Organizer Ulbricht, it seemed, had saddled the cow. The more Moscow milked it, the more he tightened the cinch belts. There was a Two Year Plan, then a Five Year Plan. Steel production went up 500,000 tons above the prewar average for Eastern Junker Germany (to about 1,700,000 tons a year). Electric power output climbed 50% in two years. New hard-coal fields were opened, chemicals output went UP 30% and East Germany seemed on the way to becoming the most important industrial area in Europe after the Ruhr.

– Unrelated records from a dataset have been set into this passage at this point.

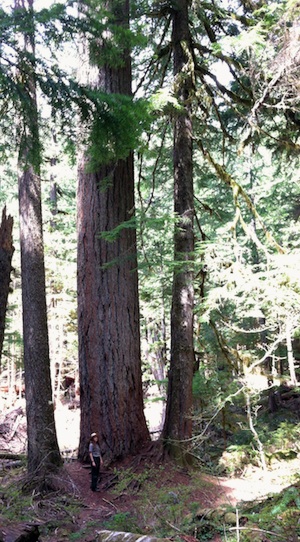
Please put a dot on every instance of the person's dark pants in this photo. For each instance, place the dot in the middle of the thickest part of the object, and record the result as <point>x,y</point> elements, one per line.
<point>95,473</point>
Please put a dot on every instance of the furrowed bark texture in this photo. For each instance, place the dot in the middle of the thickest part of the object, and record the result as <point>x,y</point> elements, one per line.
<point>108,310</point>
<point>178,424</point>
<point>43,451</point>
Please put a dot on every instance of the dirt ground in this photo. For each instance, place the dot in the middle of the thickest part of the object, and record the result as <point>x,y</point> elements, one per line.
<point>98,507</point>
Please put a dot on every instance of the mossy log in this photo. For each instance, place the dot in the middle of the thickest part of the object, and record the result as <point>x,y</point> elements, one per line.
<point>119,536</point>
<point>20,532</point>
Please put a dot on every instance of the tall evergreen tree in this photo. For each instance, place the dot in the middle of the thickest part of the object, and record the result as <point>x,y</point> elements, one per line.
<point>6,253</point>
<point>108,308</point>
<point>43,451</point>
<point>178,421</point>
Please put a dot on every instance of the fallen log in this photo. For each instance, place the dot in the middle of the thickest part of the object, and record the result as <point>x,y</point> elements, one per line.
<point>119,536</point>
<point>21,532</point>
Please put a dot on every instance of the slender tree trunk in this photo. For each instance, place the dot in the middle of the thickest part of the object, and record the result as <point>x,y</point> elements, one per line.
<point>43,451</point>
<point>6,254</point>
<point>108,311</point>
<point>178,421</point>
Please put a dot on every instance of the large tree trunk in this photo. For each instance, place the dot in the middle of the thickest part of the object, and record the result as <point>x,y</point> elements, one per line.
<point>43,451</point>
<point>108,311</point>
<point>6,253</point>
<point>178,421</point>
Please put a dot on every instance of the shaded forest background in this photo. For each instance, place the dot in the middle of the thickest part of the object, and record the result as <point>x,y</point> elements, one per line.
<point>242,100</point>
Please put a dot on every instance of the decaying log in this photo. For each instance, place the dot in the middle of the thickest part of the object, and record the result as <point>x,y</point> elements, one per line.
<point>21,532</point>
<point>119,536</point>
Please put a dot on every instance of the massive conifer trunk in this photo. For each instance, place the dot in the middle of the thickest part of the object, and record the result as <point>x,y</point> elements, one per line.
<point>108,310</point>
<point>43,451</point>
<point>178,423</point>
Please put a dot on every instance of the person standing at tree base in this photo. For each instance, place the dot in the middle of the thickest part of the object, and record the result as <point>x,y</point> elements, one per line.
<point>96,460</point>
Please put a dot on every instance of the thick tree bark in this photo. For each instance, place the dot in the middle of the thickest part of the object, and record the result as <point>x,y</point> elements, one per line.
<point>6,253</point>
<point>108,310</point>
<point>178,422</point>
<point>43,451</point>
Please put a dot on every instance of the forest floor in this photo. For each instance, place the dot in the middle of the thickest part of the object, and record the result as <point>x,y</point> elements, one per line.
<point>138,492</point>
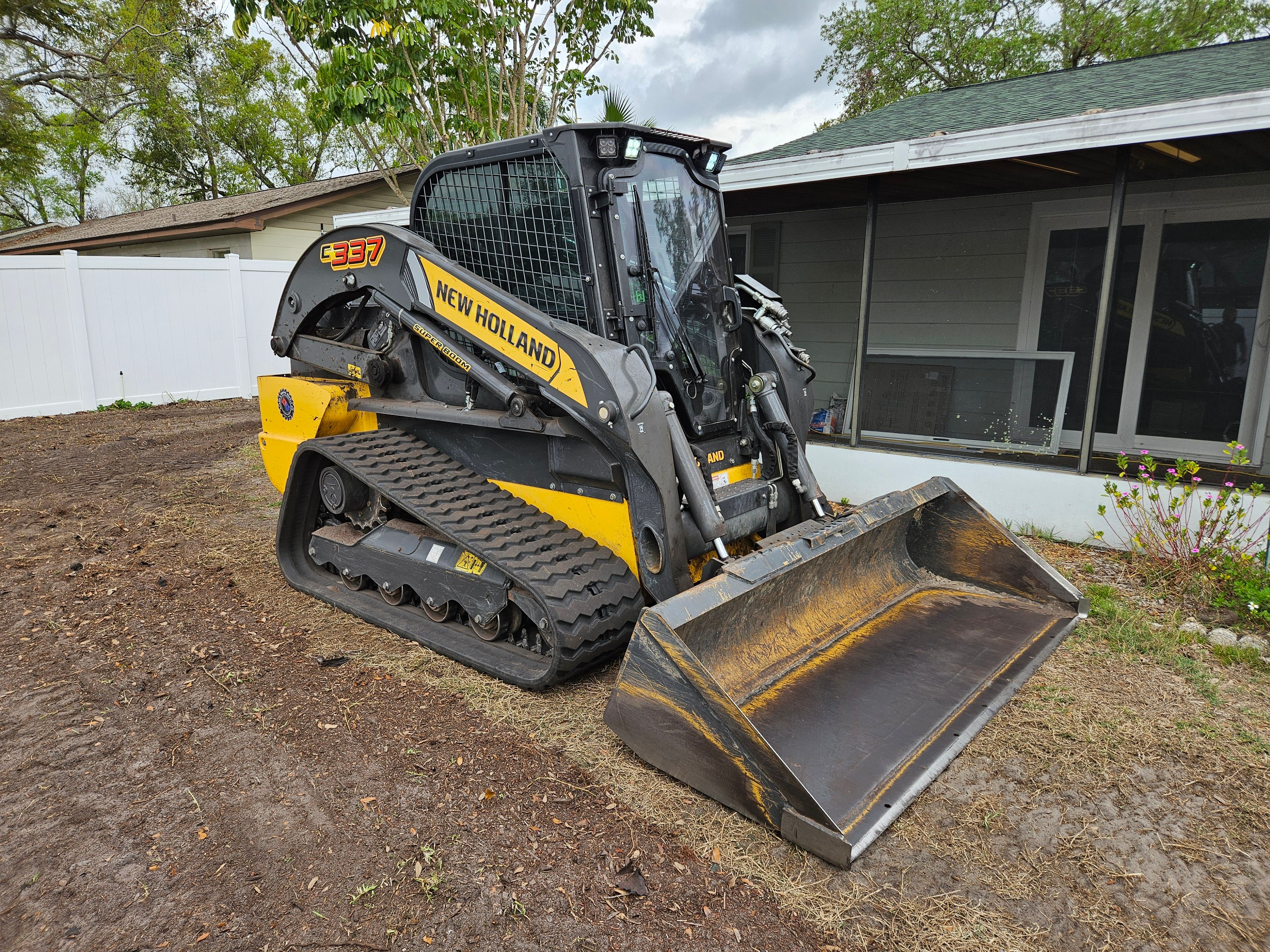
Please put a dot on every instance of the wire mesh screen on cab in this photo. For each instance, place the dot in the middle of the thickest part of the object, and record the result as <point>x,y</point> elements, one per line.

But the squeeze was too much. What cream the cow produced went to Russia and the satellites, but nothing came back in return. The agricultural program broke down, and this spring a land historically known for surpluses fell short 600,000 tons of bread grain, 100,000 tons of sugar and 125,000 tons of the indispensable potato. Restaurants took to serving boiled potatoes only to customers who traded in an equal quantity of raw ones.